Risk profiling: what are the options? In the past few years there has been a trend among financial advisers away from in-house investment selection towards using outsourced risk-targeted funds in model portfolios to satisfy clients’ asset allocation and investment needs.
A recent survey by NMG Consulting showed that advisers are using a range of methods to determine the asset allocation of client portfolios. This includes a self-styled manual approach, in-house developed tools, off the shelf risk profiling tools, product provider and platform portfolio tools and customer fact-finds.
Which method is the best option for your business?
With so much market uncertainty, how will you help your clients feel confident about where and how their portfolio is invested?
Refine your model
Financial advisers are refining their business models, looking in particular at where their fundamental strengths lie and considering whether outsourcing the investment to a professionally managed model portfolio service would better serve their clients.
This is particularly so when managing investments through what looks set to be an extended period of stock market uncertainty and could see advisers having to defend their investment advice to both their clients and the regulator.
By using the resource and experience of a full-time professional investment team, whose sole job is to manage risk-targeted portfolios, advisers can ensure their clients’ investments are being expertly managed.
From a practical point of view, the research and management of clients’ investment portfolios can be both time-consuming and resource intensive. Using outsourced model portfolios not only frees up time for advisers to focus on providing financial advice and tax planning for clients but also to direct more resource into developing the business and building and maintaining client relationships.
Attitude to risk
Key to the whole process, of course, is being able to assess the attitude to risk of the individual client so that advisers can tailor clients’ portfolios to the right risk-targeted asset allocation.
Since every investor is different and can have evolving attitudes to risk depending on personal circumstances, life events and the investment environment, this is never going to be an exact science. However, there are some useful tools around which can be used as part of the advisory process to help achieve a reasonable conclusion in this respect.
Again, NMG Consulting’s IFA Census shows the methods used vary from simple discussions around the fact-find, self-styled manual scoring systems to using product provider templates.

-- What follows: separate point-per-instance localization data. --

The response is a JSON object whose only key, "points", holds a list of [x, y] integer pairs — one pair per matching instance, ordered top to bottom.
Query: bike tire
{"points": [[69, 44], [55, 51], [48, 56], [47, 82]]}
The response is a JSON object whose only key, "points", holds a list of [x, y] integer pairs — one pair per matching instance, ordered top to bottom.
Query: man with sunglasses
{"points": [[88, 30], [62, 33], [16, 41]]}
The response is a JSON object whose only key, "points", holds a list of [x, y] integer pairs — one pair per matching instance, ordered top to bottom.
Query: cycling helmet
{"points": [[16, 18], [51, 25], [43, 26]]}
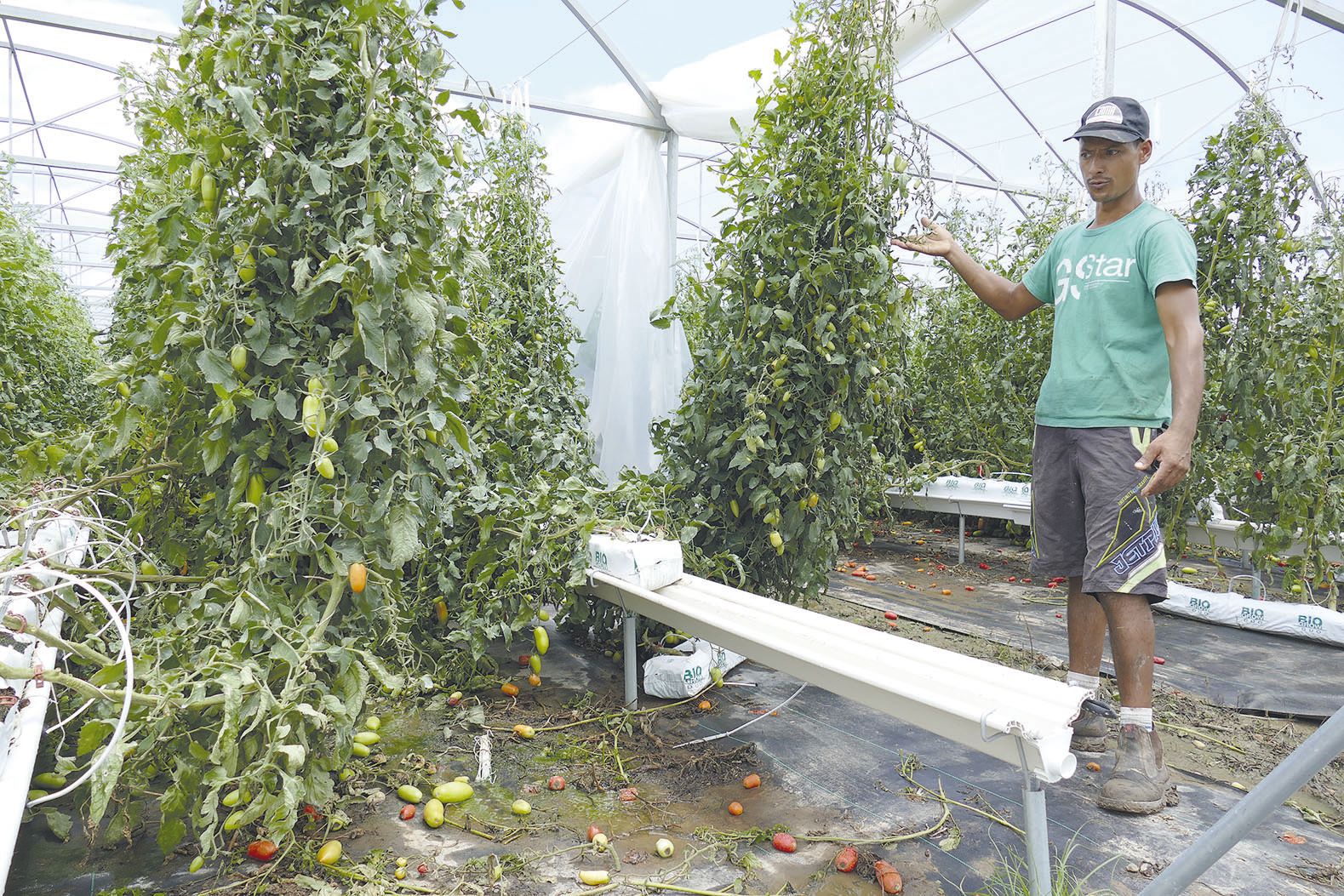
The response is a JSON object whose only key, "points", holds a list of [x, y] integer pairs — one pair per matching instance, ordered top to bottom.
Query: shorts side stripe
{"points": [[1144, 571]]}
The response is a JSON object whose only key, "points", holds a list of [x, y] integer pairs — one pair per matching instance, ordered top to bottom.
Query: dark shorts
{"points": [[1088, 517]]}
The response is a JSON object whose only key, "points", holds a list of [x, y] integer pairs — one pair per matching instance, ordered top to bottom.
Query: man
{"points": [[1114, 425]]}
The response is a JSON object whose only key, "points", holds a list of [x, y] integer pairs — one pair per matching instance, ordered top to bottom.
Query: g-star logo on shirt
{"points": [[1089, 267]]}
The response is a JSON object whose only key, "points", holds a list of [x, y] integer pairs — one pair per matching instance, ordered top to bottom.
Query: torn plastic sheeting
{"points": [[613, 238], [641, 559], [1276, 617]]}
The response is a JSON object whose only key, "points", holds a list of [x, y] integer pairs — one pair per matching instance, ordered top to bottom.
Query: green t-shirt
{"points": [[1107, 359]]}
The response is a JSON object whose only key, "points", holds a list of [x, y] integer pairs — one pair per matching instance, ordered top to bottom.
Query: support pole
{"points": [[1104, 53], [673, 169], [632, 679], [1311, 756], [1034, 822]]}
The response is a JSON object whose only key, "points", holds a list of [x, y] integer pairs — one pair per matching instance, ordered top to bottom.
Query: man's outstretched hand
{"points": [[935, 241], [1172, 452]]}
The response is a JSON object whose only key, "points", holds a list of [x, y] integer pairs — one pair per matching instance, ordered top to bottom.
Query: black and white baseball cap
{"points": [[1120, 118]]}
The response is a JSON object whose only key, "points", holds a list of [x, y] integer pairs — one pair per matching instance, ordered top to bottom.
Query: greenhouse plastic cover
{"points": [[993, 85], [1232, 608]]}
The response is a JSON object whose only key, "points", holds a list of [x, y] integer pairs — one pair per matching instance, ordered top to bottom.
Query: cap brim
{"points": [[1107, 134]]}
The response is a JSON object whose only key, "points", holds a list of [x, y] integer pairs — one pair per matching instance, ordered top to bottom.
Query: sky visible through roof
{"points": [[1039, 51]]}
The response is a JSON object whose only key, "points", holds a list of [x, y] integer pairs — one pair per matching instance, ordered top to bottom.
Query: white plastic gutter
{"points": [[967, 700]]}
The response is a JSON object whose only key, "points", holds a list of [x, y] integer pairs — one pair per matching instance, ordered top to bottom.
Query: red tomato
{"points": [[889, 877]]}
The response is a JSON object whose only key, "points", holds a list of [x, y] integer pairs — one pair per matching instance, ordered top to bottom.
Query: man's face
{"points": [[1111, 169]]}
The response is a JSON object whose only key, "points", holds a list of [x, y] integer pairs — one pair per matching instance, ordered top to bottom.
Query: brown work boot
{"points": [[1089, 733], [1139, 784]]}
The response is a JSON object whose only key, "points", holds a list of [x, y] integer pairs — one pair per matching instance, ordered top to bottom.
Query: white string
{"points": [[745, 724]]}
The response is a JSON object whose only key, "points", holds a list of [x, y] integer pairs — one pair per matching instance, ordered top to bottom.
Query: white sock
{"points": [[1078, 680], [1135, 716]]}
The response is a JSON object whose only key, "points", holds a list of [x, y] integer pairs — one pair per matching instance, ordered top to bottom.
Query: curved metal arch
{"points": [[65, 57], [619, 58], [1232, 73], [83, 132], [952, 144]]}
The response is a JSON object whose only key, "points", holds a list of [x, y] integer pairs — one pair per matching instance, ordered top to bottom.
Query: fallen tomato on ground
{"points": [[889, 877]]}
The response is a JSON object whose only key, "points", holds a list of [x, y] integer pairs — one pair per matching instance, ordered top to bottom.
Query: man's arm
{"points": [[1011, 300], [1177, 308]]}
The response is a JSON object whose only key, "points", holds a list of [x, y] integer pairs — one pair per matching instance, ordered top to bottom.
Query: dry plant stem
{"points": [[120, 477], [127, 574], [83, 650], [93, 692], [605, 717], [1200, 733], [940, 796], [947, 813], [357, 875], [649, 884], [594, 889]]}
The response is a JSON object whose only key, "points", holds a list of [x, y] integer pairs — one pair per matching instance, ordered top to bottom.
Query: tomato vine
{"points": [[48, 351], [294, 357], [975, 376], [772, 450]]}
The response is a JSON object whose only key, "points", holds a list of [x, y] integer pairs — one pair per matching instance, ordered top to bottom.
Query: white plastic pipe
{"points": [[963, 699]]}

Psychometric risk profiling is an impartial method of gauging an individual’s attitude to risk.
This puts a range of questions to the investor to ascertain their attitudes towards common risks, around capital loss, inflation, investment goals, volatility, liquidity, diversification and counter-party failure, which creates an overall profile and acts as a starting point for an informed discussion about the nature of risk in relation to investment returns and the investor’s own financial goals.
For example, Iveagh uses the risk profiler from eValue FE, which is hosted securely on our website. It is a financial planning tool set enabling advisers and consumers to understand the risk reward trade-off around their investments and financial goals.
The tools use the fully comprehensive functionality of the eValue modelling engine to provide forecasts and cash flow planning. The risk profiler assesses the client’s personal attitude to risk and then summarises the results and suggests a typical asset allocation that might best suit that client.
Diversification
Also important is just how the portfolios themselves are constructed and where they are invested. This underlies the ability of the portfolios to maintain the targeted level of risk.
We believe the only way to achieve effective risk management is to invest in a diversified range of asset classes across global markets and regions together with a disciplined risk management process, so that the portfolios are positioned appropriately to capture growth when the markets are rising and preserve wealth when they are falling.
It is essential that the final decision is made using the complementary resources available and after full discussion with an investor about their personal circumstances, financial goals and investment risk – as part of an holistic financial plan.
Likewise, the client’s attitude to risk must be reviewed on a regular basis to ensure that their investments continue to meet their long-term risk and reward objectives.